Diabetic Investor does not question the role of the pharmacist as the pharmacist is a valued member of the patient’s health care team. The real issue is time and money. The fact is pharmacists cost money and there are only so many hours in the day. Each patient intervention with a patient takes the pharmacist away from their primary function which is filling prescriptions. Additionally even with a pharmacist whose sole function is to educate patients they can only see a limited amount of patients each day. Finally the Asheville Project relies on the patient not only coming into the store but spending additional time in the store for the intervention.
To enhance participation in their project CVS incentivized patients to enroll. According to their press release; “Enrolled members receive co-pay waivers on disease-related medications (generic and preferred brands) as well as related supplies and non-prescription products.

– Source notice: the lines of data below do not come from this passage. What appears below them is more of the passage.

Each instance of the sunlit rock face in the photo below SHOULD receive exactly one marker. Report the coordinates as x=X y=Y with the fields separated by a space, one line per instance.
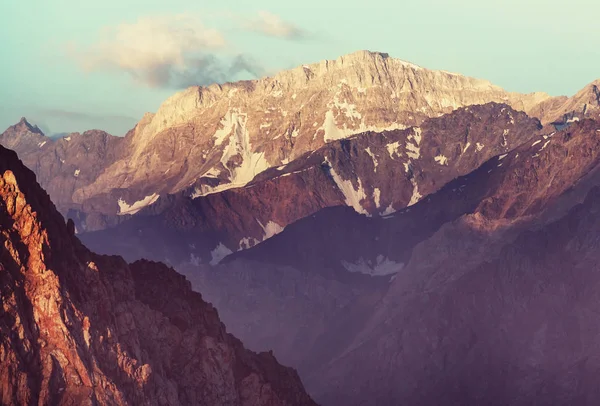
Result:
x=79 y=328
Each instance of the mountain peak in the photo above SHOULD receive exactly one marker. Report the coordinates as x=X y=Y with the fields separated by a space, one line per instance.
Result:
x=24 y=125
x=73 y=301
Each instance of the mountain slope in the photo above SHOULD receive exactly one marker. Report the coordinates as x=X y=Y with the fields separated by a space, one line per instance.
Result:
x=374 y=173
x=422 y=250
x=78 y=328
x=219 y=137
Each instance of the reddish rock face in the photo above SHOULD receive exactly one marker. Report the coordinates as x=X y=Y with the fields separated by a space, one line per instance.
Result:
x=78 y=328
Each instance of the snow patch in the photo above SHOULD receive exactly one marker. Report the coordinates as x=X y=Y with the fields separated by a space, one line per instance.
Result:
x=373 y=157
x=247 y=243
x=125 y=208
x=220 y=252
x=441 y=159
x=416 y=196
x=270 y=229
x=377 y=197
x=252 y=163
x=545 y=145
x=382 y=266
x=389 y=210
x=352 y=196
x=412 y=148
x=394 y=149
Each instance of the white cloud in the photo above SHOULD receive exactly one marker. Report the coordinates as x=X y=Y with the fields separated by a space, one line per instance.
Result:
x=272 y=25
x=166 y=51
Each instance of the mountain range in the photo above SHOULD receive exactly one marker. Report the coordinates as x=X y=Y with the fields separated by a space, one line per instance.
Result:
x=396 y=234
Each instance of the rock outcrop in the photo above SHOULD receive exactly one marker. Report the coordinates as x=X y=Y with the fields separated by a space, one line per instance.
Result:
x=78 y=328
x=374 y=173
x=221 y=136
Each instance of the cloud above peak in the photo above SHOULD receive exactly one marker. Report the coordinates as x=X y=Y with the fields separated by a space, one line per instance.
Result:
x=167 y=51
x=272 y=25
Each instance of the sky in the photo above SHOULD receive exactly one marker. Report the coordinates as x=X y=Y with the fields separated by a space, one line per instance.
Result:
x=73 y=65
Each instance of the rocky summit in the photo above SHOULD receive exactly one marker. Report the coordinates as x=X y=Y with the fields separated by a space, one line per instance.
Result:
x=208 y=139
x=396 y=235
x=82 y=329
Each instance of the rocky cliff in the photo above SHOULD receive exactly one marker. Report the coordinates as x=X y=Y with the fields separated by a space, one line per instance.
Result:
x=373 y=173
x=78 y=328
x=219 y=137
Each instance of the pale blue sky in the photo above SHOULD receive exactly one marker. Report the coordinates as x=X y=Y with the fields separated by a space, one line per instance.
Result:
x=521 y=45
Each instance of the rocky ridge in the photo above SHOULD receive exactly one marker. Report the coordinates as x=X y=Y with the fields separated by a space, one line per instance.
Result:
x=374 y=173
x=79 y=328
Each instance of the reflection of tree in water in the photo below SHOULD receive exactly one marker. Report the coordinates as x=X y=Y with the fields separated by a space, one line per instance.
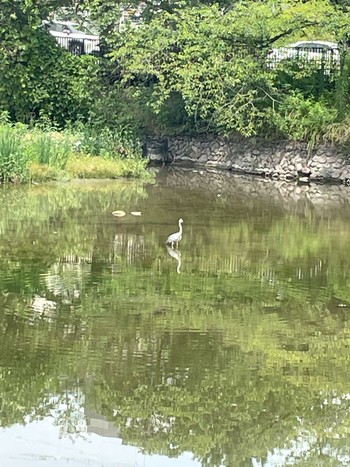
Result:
x=128 y=246
x=66 y=279
x=68 y=412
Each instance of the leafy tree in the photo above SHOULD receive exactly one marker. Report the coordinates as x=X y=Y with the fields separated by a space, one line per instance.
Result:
x=216 y=62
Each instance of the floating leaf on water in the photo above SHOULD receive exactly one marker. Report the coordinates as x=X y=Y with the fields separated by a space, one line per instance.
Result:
x=118 y=213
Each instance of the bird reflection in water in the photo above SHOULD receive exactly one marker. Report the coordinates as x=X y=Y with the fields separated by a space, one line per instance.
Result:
x=175 y=254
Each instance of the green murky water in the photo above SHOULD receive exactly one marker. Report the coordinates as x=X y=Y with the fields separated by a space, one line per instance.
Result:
x=232 y=351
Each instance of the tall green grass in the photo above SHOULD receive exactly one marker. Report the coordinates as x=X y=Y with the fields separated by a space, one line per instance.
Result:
x=13 y=162
x=33 y=153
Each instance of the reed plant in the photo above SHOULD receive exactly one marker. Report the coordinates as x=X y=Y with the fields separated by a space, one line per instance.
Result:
x=36 y=154
x=46 y=149
x=13 y=162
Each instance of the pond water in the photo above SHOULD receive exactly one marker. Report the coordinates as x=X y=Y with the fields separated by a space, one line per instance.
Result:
x=233 y=350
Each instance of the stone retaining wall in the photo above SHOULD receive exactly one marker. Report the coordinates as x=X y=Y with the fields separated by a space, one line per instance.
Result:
x=323 y=199
x=277 y=160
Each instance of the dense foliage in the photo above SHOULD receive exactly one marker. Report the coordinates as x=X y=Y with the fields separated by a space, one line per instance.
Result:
x=187 y=67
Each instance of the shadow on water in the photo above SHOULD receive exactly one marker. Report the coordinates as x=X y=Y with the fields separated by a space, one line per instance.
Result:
x=231 y=349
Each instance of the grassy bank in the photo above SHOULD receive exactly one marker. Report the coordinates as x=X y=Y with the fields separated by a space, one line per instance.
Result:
x=38 y=155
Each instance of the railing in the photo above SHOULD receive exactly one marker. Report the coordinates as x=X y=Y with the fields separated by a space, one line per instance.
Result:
x=79 y=46
x=324 y=59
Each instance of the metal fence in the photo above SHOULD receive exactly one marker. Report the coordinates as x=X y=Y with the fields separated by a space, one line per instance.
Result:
x=79 y=46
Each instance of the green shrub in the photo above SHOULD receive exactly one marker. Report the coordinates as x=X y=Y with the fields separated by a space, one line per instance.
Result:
x=13 y=162
x=299 y=118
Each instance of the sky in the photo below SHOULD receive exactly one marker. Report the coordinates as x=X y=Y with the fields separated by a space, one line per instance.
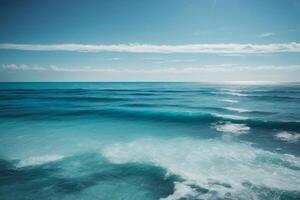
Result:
x=157 y=40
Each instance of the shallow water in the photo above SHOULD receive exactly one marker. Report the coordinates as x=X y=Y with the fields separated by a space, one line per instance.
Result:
x=149 y=141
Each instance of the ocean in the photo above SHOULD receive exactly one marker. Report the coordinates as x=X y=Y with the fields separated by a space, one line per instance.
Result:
x=149 y=141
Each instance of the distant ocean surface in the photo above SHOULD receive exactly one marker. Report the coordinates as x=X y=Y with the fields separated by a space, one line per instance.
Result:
x=140 y=141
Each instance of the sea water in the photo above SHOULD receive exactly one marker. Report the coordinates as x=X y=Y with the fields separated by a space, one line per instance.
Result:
x=149 y=141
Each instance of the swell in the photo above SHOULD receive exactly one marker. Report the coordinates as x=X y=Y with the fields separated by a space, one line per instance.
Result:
x=146 y=114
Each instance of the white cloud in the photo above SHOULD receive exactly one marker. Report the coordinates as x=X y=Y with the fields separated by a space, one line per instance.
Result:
x=205 y=68
x=219 y=48
x=263 y=35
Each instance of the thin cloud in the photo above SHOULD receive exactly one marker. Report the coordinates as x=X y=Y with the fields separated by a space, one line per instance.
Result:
x=263 y=35
x=204 y=68
x=219 y=48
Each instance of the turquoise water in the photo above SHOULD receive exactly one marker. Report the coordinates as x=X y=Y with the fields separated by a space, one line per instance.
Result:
x=149 y=141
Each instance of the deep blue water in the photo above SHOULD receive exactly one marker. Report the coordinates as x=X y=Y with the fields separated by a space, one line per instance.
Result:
x=149 y=141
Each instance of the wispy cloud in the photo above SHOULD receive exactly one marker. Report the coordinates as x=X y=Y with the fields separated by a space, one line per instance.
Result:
x=219 y=48
x=205 y=68
x=268 y=34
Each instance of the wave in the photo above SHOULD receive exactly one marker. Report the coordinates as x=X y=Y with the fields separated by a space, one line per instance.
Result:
x=38 y=160
x=288 y=137
x=229 y=100
x=145 y=114
x=228 y=127
x=213 y=169
x=240 y=110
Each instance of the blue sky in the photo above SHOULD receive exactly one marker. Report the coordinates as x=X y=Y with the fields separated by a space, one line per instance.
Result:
x=165 y=40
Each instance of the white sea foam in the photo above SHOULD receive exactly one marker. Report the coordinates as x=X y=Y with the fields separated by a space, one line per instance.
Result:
x=229 y=100
x=231 y=128
x=220 y=166
x=288 y=136
x=182 y=191
x=236 y=94
x=240 y=110
x=232 y=93
x=39 y=160
x=235 y=117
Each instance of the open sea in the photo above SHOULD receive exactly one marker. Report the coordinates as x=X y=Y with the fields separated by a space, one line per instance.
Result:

“We wanted to implement a program that would incentivize our employees living with chronic diseases such as diabetes to take an active role in their health care in order to improve their overall health,” said Michael Kushner, Director, Risk Management, Polk County Government.”

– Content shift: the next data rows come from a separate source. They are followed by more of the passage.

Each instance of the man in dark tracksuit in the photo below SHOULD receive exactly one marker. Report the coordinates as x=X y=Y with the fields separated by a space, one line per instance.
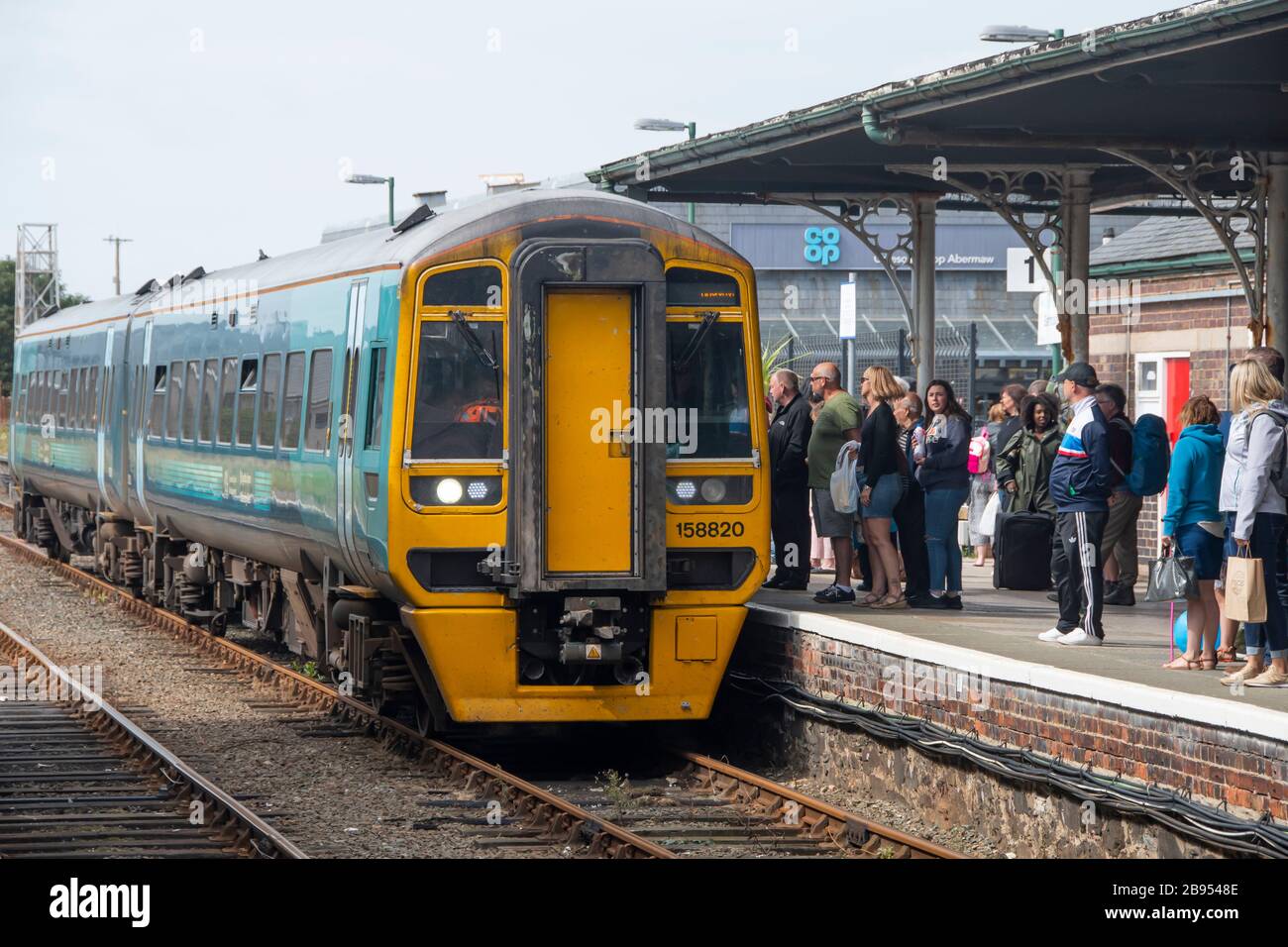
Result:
x=910 y=513
x=789 y=518
x=1080 y=487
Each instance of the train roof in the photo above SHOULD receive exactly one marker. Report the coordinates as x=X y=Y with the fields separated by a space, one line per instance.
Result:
x=375 y=250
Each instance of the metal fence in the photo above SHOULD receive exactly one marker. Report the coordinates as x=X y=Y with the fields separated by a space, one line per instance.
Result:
x=954 y=357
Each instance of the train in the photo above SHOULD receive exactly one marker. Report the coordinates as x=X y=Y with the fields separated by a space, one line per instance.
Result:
x=497 y=464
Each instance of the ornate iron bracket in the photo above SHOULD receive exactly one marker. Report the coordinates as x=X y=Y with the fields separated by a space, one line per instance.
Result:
x=1029 y=198
x=1183 y=175
x=857 y=213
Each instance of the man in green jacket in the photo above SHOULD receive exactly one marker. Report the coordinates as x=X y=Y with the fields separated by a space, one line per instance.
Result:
x=837 y=421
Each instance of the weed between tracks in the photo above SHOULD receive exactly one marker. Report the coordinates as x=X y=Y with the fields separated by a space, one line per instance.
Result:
x=617 y=788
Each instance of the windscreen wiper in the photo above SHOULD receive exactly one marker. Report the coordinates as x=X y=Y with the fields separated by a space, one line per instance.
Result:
x=708 y=318
x=477 y=347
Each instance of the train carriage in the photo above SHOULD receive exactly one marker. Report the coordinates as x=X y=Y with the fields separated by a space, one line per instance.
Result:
x=498 y=464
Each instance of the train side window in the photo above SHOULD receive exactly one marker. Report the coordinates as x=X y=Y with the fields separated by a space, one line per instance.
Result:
x=72 y=377
x=191 y=398
x=376 y=401
x=62 y=399
x=93 y=398
x=691 y=286
x=156 y=414
x=209 y=401
x=292 y=402
x=73 y=410
x=270 y=386
x=317 y=434
x=227 y=401
x=141 y=397
x=476 y=287
x=174 y=401
x=246 y=392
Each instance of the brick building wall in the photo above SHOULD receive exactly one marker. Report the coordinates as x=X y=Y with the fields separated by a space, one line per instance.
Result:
x=1218 y=764
x=1197 y=313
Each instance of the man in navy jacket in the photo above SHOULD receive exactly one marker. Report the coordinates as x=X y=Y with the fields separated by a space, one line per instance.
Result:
x=1080 y=487
x=789 y=488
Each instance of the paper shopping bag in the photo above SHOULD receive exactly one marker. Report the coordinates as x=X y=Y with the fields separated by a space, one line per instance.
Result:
x=1244 y=589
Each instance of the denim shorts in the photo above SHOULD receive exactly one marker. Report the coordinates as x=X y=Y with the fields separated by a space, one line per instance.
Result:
x=1197 y=543
x=884 y=497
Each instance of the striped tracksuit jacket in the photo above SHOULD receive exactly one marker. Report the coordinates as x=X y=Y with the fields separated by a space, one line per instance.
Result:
x=1080 y=487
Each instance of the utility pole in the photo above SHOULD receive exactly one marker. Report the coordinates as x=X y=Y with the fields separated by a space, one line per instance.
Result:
x=117 y=241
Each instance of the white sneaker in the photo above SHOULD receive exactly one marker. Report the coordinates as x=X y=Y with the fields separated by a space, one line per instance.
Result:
x=1080 y=637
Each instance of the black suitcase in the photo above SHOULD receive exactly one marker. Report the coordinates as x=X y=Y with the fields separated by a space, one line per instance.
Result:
x=1021 y=551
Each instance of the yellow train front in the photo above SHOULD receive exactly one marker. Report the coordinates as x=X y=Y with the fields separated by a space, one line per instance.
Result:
x=580 y=508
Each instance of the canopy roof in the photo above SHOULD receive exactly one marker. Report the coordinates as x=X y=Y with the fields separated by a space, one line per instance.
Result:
x=1211 y=75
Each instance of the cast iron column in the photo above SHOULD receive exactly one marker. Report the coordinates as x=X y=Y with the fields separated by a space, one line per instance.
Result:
x=923 y=292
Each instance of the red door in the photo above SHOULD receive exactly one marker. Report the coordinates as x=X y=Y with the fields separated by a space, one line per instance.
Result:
x=1176 y=392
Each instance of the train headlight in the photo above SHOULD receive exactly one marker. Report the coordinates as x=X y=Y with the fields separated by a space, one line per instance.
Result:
x=713 y=489
x=455 y=491
x=449 y=491
x=708 y=491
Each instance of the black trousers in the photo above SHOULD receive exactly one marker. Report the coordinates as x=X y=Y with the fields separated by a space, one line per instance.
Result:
x=1076 y=566
x=789 y=519
x=910 y=519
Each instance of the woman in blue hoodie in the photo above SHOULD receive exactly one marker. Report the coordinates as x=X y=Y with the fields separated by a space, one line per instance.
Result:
x=1193 y=526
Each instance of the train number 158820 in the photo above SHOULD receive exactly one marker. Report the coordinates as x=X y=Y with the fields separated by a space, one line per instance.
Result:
x=712 y=530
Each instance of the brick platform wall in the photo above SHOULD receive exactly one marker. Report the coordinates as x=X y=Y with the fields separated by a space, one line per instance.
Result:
x=1216 y=764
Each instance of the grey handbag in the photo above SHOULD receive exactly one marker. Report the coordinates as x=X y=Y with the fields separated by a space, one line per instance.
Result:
x=1171 y=578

Given the outstanding results generated by the Asheville Project Diabetic Investor believes CVS and Walgreens are on the right path. However, to fully capture the benefits of patient education they will need to take a page out of the Wal Mart playbook and enhance their efforts by embracing the power of the internet. As effective as one on one education is, the internet is the most cost effective method for reaching the largest amount of consumers. Combined with a well thought out internet presence, CVS and Walgreens have an opportunity to have a measurable impact on millions of lives.
Even with the limitations of following the Asheville Project Diabetic Investor is overjoyed to see that companies are finally waking up the fact that patient education is not just good for the patient but good for the bottom line too. Perhaps with major companies like Wal Mart, Walgreens and CVS embracing patient education others will jump on the education bandwagon, believe Diabetic Investor when we say there is plenty room on the wagon. We’re off to a good start but still have a long way to go.